The BBC ran an article this past week looking at how the Gleneagles commitments have fared in way of their fulfillment. According to the piece, the ODA commitments made at Gleneagles to sub-Sarahan Africa have only been 44% realized; only $11 billion of the $25 billion has made it to ground level. Less than 50% implementation is nothing to be proud of. Last time I checked, in fact, it was a point away from a failing grade. Now this, of course, must be qualified in a couple of ways. First, as we all so intimately know, the past three years have been marred by the newly termed “Great Recession.” Massive job losses, gargantuan governmental bailouts and austerity measures have inevitably cut into the international assistance budgets of G8 countries. This must be considered as a mitigating circumstance. Second, in the past two years, a debate over foreign aid itself has gained new traction on both sides of the Atlantic. Encapsulated most completely in Dambisa Moyo‘s Dead Aid, the question of effectiveness of simply throwing money at culturally sensitive problems – with the added problem of corrupt aid delivery channels – has struck a new cord. Is aid really helping Africa? This is another poignant and important question. I can’t come close to answering it without writing a dissertation so I will spare you. However, I can tell you this: money does provide medical treatment. We know medical treatment works. Understanding that, we come back to one number: 44%.
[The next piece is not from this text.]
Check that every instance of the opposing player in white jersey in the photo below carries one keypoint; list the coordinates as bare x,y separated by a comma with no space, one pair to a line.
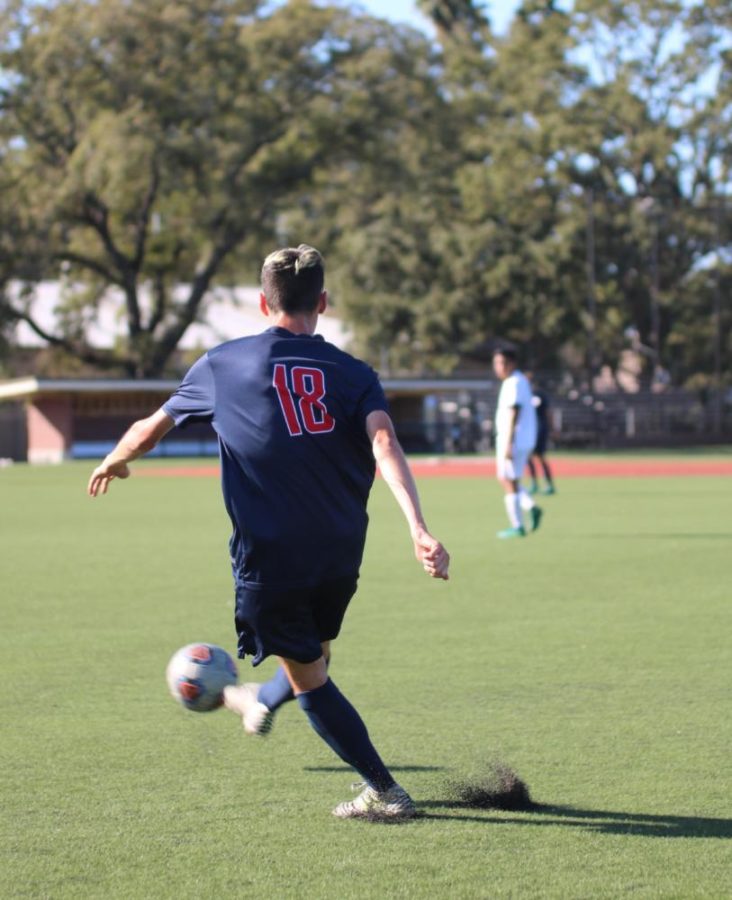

To be honest, I can’t claim that $11 billion is a number to scoff at; I would hope that no one could be so preposterous. But it is a disturbingly different number than $25 billion. What was the point of promising ODA at such a high level at Gleneagles? It’s level that is, and was, restricted and subjected to economic stability. Was it lip service and an attempt quell our Western guilt over the  suffering “other?” Or was it more hopeful and unintentionally misleading? I’m more inclined, hopeful even, to believe the latter. Either way, it’s unfortunately a broken promise. I’m not laying the blame on any one country or even the whole G8, rather, I’m asking you to think about the motives of ODA and the aid community on whole. Whether you think aid is working to fuel the endemic corruption in a myriad of sub-Sarahan African countries or you believe in the comprehensive development pedagogy of Partners in Health, it is important to remember that this is all about saving people’s lives.

Yes, this is a sticky and torturous situation. That cannot be stressed enough. However, I will leave you with this: at the very least – using the ARV price tag of $295 – the missing $14 billion could have bought 47,457 people triple combination HIV/AIDS therapy. That is a lot of people.